L’evocazione infine dell’atmosfera della Los Angeles della contestazione, siamo nel 1969, fra controcultura e clima hippie non può non richiamare il rapporto, di cui il mediatore centrale fu l’eclettico e profetico Stewart Brand, fra quel clima anarchico, comunitario, eversivo e psichedelico e la nascita della rivoluzione informatica, le cui istanze rivoluzionarie ,incarnate dall’universo cyberpunk degli anni Novanta, si sono raggelate in quella che il filosofo Eric Sadin definisce siliconizzazione del mondo, in cui fra l’altro per placare il riscaldamento dovuto all’incessante lavoro dei data-center occorrono risorse idriche sempre meno sostenibili.

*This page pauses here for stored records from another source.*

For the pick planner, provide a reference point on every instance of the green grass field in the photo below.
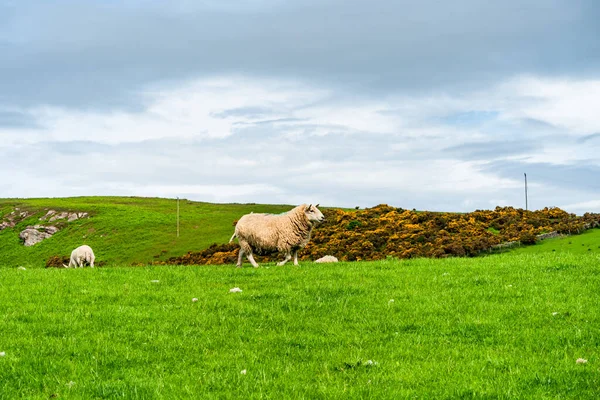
(503, 326)
(124, 230)
(587, 242)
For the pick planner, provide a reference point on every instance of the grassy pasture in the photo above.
(587, 242)
(123, 230)
(503, 326)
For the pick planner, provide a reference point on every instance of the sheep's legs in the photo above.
(251, 259)
(241, 253)
(288, 257)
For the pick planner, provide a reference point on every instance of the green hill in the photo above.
(587, 242)
(140, 231)
(122, 230)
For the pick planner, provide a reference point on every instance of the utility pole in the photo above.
(526, 205)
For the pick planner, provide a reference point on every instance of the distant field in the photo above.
(503, 326)
(586, 243)
(124, 229)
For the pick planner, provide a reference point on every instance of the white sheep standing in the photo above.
(81, 256)
(269, 233)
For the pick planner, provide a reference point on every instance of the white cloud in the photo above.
(236, 138)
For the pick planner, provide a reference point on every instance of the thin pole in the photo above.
(526, 205)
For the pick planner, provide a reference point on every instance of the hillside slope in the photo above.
(121, 230)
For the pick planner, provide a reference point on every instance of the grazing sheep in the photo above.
(81, 256)
(269, 233)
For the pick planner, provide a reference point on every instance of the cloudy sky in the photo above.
(431, 105)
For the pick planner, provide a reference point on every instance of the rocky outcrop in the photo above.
(13, 218)
(53, 215)
(35, 234)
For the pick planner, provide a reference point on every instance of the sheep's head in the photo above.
(313, 214)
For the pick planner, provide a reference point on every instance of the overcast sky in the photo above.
(434, 105)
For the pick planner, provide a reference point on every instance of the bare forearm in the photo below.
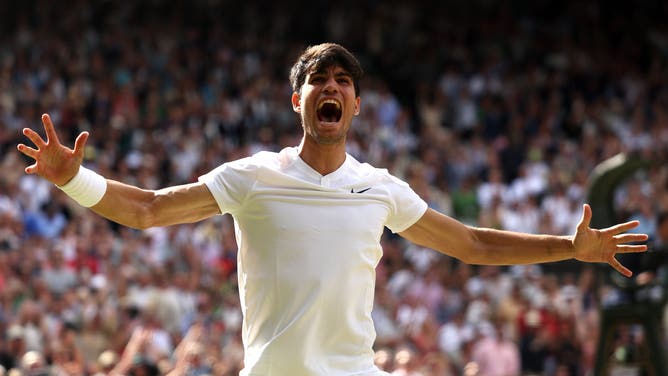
(140, 208)
(496, 247)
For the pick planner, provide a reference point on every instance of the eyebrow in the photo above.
(341, 73)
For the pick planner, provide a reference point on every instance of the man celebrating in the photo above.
(308, 223)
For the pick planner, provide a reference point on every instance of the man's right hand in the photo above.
(54, 161)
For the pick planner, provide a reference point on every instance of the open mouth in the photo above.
(329, 111)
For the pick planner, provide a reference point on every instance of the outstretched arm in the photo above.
(122, 203)
(495, 247)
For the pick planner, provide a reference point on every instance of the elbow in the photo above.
(471, 251)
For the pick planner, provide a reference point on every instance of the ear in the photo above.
(296, 105)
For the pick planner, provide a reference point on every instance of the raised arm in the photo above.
(128, 205)
(495, 247)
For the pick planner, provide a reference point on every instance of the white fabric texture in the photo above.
(308, 248)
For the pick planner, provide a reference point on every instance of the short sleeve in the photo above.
(230, 183)
(408, 206)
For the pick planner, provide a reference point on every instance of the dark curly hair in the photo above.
(322, 56)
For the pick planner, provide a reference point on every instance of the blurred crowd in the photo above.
(495, 113)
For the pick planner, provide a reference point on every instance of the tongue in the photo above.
(329, 113)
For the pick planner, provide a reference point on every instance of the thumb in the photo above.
(586, 218)
(79, 144)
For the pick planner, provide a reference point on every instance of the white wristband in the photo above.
(86, 187)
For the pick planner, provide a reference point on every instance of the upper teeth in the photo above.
(330, 101)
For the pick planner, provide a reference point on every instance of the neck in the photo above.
(323, 158)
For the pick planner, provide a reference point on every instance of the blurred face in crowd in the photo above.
(326, 104)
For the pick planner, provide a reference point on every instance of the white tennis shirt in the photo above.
(308, 248)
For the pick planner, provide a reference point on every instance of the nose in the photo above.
(331, 85)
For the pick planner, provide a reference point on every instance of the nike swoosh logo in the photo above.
(361, 191)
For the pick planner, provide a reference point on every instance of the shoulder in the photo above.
(366, 171)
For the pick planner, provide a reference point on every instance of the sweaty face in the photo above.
(327, 104)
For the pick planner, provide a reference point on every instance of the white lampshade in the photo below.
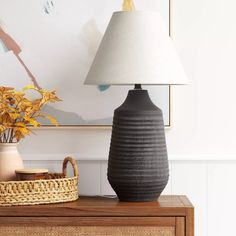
(136, 49)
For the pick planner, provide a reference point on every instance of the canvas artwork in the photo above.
(51, 44)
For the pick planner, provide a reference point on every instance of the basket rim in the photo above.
(37, 181)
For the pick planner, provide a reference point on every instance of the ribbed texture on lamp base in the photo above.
(138, 166)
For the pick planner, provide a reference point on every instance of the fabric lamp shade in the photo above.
(136, 49)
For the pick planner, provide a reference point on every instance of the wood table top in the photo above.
(101, 206)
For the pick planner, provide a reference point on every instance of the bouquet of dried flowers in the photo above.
(18, 114)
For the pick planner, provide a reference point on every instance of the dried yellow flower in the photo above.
(19, 113)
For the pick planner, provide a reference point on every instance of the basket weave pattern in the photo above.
(52, 190)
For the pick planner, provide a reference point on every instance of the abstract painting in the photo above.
(51, 44)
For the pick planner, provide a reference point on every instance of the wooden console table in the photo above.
(97, 216)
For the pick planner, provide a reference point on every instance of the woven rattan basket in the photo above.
(56, 188)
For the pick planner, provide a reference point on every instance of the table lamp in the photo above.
(136, 50)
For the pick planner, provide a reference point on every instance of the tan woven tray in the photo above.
(57, 188)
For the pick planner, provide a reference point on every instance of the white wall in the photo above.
(201, 143)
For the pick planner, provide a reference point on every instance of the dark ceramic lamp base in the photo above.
(138, 164)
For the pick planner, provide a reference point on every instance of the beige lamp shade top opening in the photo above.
(136, 49)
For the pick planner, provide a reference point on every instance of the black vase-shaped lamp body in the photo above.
(138, 164)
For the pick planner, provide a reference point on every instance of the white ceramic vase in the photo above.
(10, 160)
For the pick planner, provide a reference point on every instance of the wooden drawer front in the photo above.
(93, 226)
(88, 231)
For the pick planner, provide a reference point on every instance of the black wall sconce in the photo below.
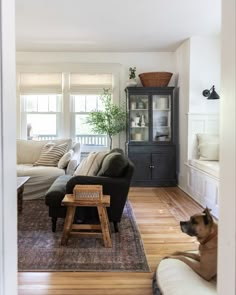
(211, 94)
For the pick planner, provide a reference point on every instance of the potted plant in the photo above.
(132, 77)
(111, 120)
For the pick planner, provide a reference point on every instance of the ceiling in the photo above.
(114, 26)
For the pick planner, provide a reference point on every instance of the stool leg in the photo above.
(54, 224)
(116, 226)
(68, 224)
(104, 226)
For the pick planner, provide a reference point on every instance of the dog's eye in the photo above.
(194, 221)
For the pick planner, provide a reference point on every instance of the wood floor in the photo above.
(158, 212)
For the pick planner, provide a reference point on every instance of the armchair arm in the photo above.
(74, 162)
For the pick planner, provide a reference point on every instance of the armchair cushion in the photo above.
(113, 165)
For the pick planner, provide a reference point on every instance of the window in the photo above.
(40, 104)
(55, 104)
(83, 104)
(41, 114)
(86, 90)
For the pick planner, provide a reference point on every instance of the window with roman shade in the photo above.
(40, 104)
(85, 92)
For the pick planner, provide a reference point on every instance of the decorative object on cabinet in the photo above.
(155, 79)
(132, 77)
(211, 94)
(111, 120)
(152, 142)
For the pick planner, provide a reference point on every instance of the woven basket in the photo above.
(155, 79)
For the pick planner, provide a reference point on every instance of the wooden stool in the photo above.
(104, 226)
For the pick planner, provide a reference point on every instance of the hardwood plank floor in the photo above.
(158, 212)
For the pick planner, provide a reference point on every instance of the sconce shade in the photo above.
(211, 94)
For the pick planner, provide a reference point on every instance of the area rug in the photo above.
(39, 248)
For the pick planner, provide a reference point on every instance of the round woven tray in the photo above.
(155, 79)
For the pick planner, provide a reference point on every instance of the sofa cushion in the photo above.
(28, 151)
(51, 154)
(113, 165)
(41, 178)
(65, 159)
(90, 165)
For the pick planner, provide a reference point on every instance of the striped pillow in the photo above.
(51, 154)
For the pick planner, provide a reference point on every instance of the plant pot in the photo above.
(131, 83)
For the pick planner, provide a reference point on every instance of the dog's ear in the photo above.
(207, 216)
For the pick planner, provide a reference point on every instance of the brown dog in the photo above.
(204, 228)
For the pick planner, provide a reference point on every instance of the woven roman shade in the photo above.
(90, 83)
(40, 83)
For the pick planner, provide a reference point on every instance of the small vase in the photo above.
(131, 83)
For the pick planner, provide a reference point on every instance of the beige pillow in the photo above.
(51, 154)
(65, 159)
(90, 165)
(208, 147)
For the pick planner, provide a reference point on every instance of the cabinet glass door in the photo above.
(138, 117)
(161, 116)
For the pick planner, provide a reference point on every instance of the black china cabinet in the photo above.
(152, 134)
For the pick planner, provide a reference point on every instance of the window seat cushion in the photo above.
(210, 167)
(174, 277)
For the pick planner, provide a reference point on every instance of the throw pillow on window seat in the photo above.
(51, 153)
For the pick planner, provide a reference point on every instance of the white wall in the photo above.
(204, 72)
(227, 206)
(182, 56)
(8, 198)
(198, 68)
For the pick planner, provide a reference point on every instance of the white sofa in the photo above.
(41, 177)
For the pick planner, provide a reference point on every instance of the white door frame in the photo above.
(8, 213)
(227, 202)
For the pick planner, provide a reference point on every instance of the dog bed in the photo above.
(174, 277)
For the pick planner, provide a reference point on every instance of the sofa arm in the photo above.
(117, 188)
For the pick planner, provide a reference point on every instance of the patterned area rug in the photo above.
(39, 248)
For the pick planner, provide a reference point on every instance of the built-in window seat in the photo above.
(203, 172)
(211, 168)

La nuova presidenza statunitense facendo visita ai luoghi appena devastati dai roghi ha subito, riferisce Ian James, invocato una drastica revisione delle politiche idriche della California, progettando di instradare le acque del delta del fiume Sacramento e massimizzando le portate di acqua a scapito dell’ecosistema.
Nessuna sceneggiatura, magari scritta dall’IA, si occuperà di queste dighe e questi acquedotti. In tempi di capitalismo della sorveglianza, il nostro immaginario è un dato da monitorare, valuta di scambio utile all’accumulazione oligarchica di profitto.
Per questo investigare, legare, decifrare, ricordare sono nuove forme di resistenza.
Per dirlo con Donna Haraway: «Nessuno vive ovunque, tutti vivono da qualche parte. Niente è connesso a tutto, tutto è connesso a qualcosa».